US Air Force faces key questions for next-gen fighters’ drone wingmen
By VALERIE INSINNA
The US Air Force hopes to develop and field autonomous combat drones that would augment piloted fighters “in the mid to late 2020s,” Andrew Hunter, the Air Force’s top acquisition official, said in August.
WASHINGTON — Over the past year, Air Force Secretary Frank Kendall has made it clear that “Loyal Wingman”-style combat drones, partnered with stealth fighters like the F-35 or its yet-to-be-revealed sixth-generation fighter, will be a key element of the service’s future tactical aircraft inventory.
Kendall’s vision is that pilots of aircraft such as the sixth-gen Next Generation Air Dominance fighter, F-35 and F-22 would be able to command one to five drones, “calling plays” that the drones would then be able to accomplish autonomously — although the decision to use a weapon will still fall to human operators.

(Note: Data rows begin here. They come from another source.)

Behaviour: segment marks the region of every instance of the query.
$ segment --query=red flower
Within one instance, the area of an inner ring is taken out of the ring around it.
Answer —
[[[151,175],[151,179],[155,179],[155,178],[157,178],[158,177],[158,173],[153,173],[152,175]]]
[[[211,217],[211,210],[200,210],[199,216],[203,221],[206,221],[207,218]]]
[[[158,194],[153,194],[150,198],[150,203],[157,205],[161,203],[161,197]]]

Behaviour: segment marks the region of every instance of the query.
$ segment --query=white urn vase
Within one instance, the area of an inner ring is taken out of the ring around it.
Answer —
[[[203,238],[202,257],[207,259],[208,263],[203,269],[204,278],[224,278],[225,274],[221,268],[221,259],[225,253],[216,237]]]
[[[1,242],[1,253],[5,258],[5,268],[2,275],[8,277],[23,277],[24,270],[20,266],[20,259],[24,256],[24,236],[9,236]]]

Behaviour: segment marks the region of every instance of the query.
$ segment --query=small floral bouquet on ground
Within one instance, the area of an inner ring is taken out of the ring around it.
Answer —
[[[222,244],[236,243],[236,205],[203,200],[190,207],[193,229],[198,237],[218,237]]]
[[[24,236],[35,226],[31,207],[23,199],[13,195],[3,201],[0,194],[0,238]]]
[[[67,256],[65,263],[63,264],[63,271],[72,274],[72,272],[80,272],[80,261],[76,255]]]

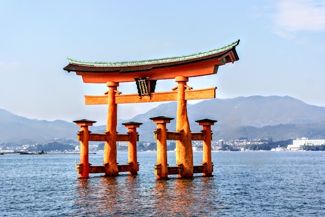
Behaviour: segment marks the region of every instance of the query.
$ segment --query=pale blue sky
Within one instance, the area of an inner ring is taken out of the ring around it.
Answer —
[[[0,108],[30,118],[104,124],[107,107],[86,106],[105,84],[62,69],[67,56],[125,61],[188,54],[240,39],[240,60],[191,78],[217,97],[289,96],[325,106],[324,1],[1,1]],[[160,81],[170,90],[173,80]],[[118,89],[135,93],[135,83]],[[194,103],[196,102],[189,102]],[[127,119],[158,103],[119,105]],[[161,114],[164,115],[164,114]]]

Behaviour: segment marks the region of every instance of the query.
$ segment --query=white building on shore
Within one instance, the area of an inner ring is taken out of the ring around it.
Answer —
[[[325,144],[325,139],[308,139],[308,138],[303,137],[292,141],[292,144],[288,145],[287,150],[290,151],[302,150],[304,145],[321,145]]]

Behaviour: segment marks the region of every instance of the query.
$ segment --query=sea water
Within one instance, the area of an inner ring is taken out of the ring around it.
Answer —
[[[1,155],[0,216],[325,216],[324,152],[213,152],[214,176],[166,180],[155,179],[156,154],[138,153],[138,175],[89,178],[76,174],[79,155]],[[200,165],[202,152],[193,157]]]

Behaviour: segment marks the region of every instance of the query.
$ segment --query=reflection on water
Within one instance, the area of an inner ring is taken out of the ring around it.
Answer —
[[[147,180],[135,175],[79,178],[74,216],[217,215],[213,177]]]
[[[156,153],[138,157],[137,176],[79,178],[76,156],[2,156],[0,216],[325,216],[323,152],[215,152],[214,176],[166,180],[156,180]],[[100,165],[103,154],[90,158]]]

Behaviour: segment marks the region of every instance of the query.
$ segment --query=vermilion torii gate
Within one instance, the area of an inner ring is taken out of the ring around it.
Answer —
[[[103,134],[92,134],[88,130],[88,126],[95,121],[85,119],[75,121],[81,128],[78,132],[78,140],[81,141],[80,164],[78,166],[80,176],[88,177],[89,173],[91,173],[115,175],[121,171],[137,174],[139,167],[136,159],[136,128],[142,123],[125,123],[125,127],[128,128],[128,134],[118,134],[117,104],[170,101],[177,101],[178,103],[176,132],[167,132],[166,130],[166,123],[169,122],[171,118],[159,116],[150,118],[158,125],[155,131],[157,141],[157,164],[155,167],[157,178],[167,177],[168,175],[174,174],[178,174],[180,177],[192,176],[193,173],[197,172],[212,175],[210,126],[216,121],[207,119],[197,121],[204,126],[204,130],[202,133],[191,133],[186,101],[214,98],[216,87],[195,90],[187,85],[186,82],[189,77],[216,74],[219,66],[238,60],[236,46],[239,43],[238,40],[206,52],[146,60],[91,62],[68,57],[70,63],[64,68],[64,70],[75,72],[77,75],[82,77],[85,83],[106,83],[108,87],[108,90],[104,95],[85,96],[86,105],[108,105],[106,131]],[[155,92],[156,81],[168,79],[175,79],[177,86],[171,91]],[[135,81],[138,85],[138,94],[122,95],[117,90],[119,82]],[[164,150],[166,145],[165,141],[168,139],[176,141],[176,167],[168,167],[167,164],[167,153]],[[204,141],[203,167],[193,165],[192,140]],[[105,142],[104,166],[92,166],[89,164],[88,141]],[[127,165],[118,165],[117,163],[117,141],[129,142],[129,162]]]

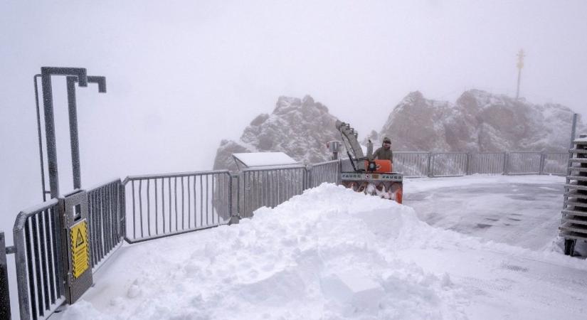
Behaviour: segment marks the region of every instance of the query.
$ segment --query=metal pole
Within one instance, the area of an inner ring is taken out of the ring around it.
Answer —
[[[428,152],[428,176],[432,177],[432,152]]]
[[[573,149],[575,146],[575,137],[576,137],[577,132],[577,114],[576,113],[573,114],[573,126],[571,127],[571,144],[569,144],[569,149]]]
[[[43,87],[43,105],[45,109],[45,132],[47,140],[47,157],[49,166],[49,185],[51,198],[59,196],[59,175],[57,168],[57,149],[55,137],[55,119],[53,118],[53,90],[51,75],[76,75],[80,87],[88,86],[88,75],[85,68],[41,68],[41,86]]]
[[[507,166],[508,166],[507,161],[508,161],[507,152],[504,152],[504,168],[503,168],[503,171],[504,171],[503,174],[504,175],[507,174]]]
[[[6,247],[4,233],[0,232],[0,319],[11,318],[10,289],[8,281]]]
[[[43,137],[41,132],[41,112],[38,107],[38,85],[37,78],[41,78],[41,75],[35,75],[33,78],[35,84],[35,102],[37,107],[37,133],[38,134],[38,155],[41,160],[41,184],[43,186],[43,201],[47,201],[47,189],[45,188],[45,164],[43,156]]]
[[[78,110],[75,102],[75,82],[78,78],[67,77],[68,107],[69,109],[69,138],[71,142],[71,165],[73,170],[73,188],[81,188],[80,169],[80,142],[78,135]]]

But big questions still remain: Will the service begin what Kendall has called a “Collaborative Combat Aircraft” program of record in the upcoming fiscal 2024 budget? How many types of drones will it seek to procure? And what role will these novel aircraft play on future battlefields?

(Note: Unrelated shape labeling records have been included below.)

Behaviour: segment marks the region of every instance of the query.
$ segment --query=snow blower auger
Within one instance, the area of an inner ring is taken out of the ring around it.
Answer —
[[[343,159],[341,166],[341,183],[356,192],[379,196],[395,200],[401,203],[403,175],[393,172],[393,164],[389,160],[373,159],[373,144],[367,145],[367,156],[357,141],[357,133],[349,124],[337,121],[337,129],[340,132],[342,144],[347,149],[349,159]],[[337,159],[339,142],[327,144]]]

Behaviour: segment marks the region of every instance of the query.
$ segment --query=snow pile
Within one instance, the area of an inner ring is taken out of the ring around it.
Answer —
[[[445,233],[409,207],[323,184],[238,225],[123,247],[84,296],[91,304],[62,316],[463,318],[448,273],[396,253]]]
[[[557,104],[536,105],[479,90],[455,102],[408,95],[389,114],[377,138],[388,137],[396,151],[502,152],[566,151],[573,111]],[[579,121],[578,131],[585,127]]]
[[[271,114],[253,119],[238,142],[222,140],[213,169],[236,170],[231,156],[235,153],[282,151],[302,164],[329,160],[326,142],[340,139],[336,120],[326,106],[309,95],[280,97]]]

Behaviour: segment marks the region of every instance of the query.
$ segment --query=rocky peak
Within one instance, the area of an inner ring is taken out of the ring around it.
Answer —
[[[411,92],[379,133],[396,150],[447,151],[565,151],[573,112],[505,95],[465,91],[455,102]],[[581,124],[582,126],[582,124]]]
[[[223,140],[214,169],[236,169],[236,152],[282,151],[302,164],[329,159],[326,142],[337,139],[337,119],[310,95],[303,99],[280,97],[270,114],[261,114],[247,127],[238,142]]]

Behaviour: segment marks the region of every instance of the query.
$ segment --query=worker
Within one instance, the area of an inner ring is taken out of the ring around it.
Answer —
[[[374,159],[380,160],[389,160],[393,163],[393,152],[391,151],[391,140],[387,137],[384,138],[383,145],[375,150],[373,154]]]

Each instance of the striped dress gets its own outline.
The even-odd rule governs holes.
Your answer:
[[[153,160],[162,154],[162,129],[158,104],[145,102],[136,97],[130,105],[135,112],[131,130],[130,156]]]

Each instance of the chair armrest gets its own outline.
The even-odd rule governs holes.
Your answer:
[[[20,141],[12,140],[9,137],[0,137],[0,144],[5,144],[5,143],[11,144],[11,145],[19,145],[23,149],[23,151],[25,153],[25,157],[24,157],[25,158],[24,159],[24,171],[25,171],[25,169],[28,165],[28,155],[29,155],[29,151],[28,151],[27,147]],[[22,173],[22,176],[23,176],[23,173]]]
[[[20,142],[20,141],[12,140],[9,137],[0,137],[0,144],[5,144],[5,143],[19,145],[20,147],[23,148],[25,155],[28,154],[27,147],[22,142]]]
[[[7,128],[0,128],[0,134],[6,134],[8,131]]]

As the Air Force delineates the technologies that will make up its Next Generation Air Dominance family of systems — which is known to include a suite of CCA drones along with a manned, sixth generation fighter and the AIM-260 Joint Advanced Tactical Missile currently under development — its leadership is also drilling down on a strategy to rapidly develop and field CCA drones “in the mid to late 2020s,” Andrew Hunter, the Air Force’s top acquisition official, said in August.
However, there’s an ever-important caveat: the size of the defence budget.
“We are resource-constrained, and we are focused very much on capability,” Hunter said. “So we can’t afford to do four different kinds [of aircraft] where none of which actually develops into an operational capability.”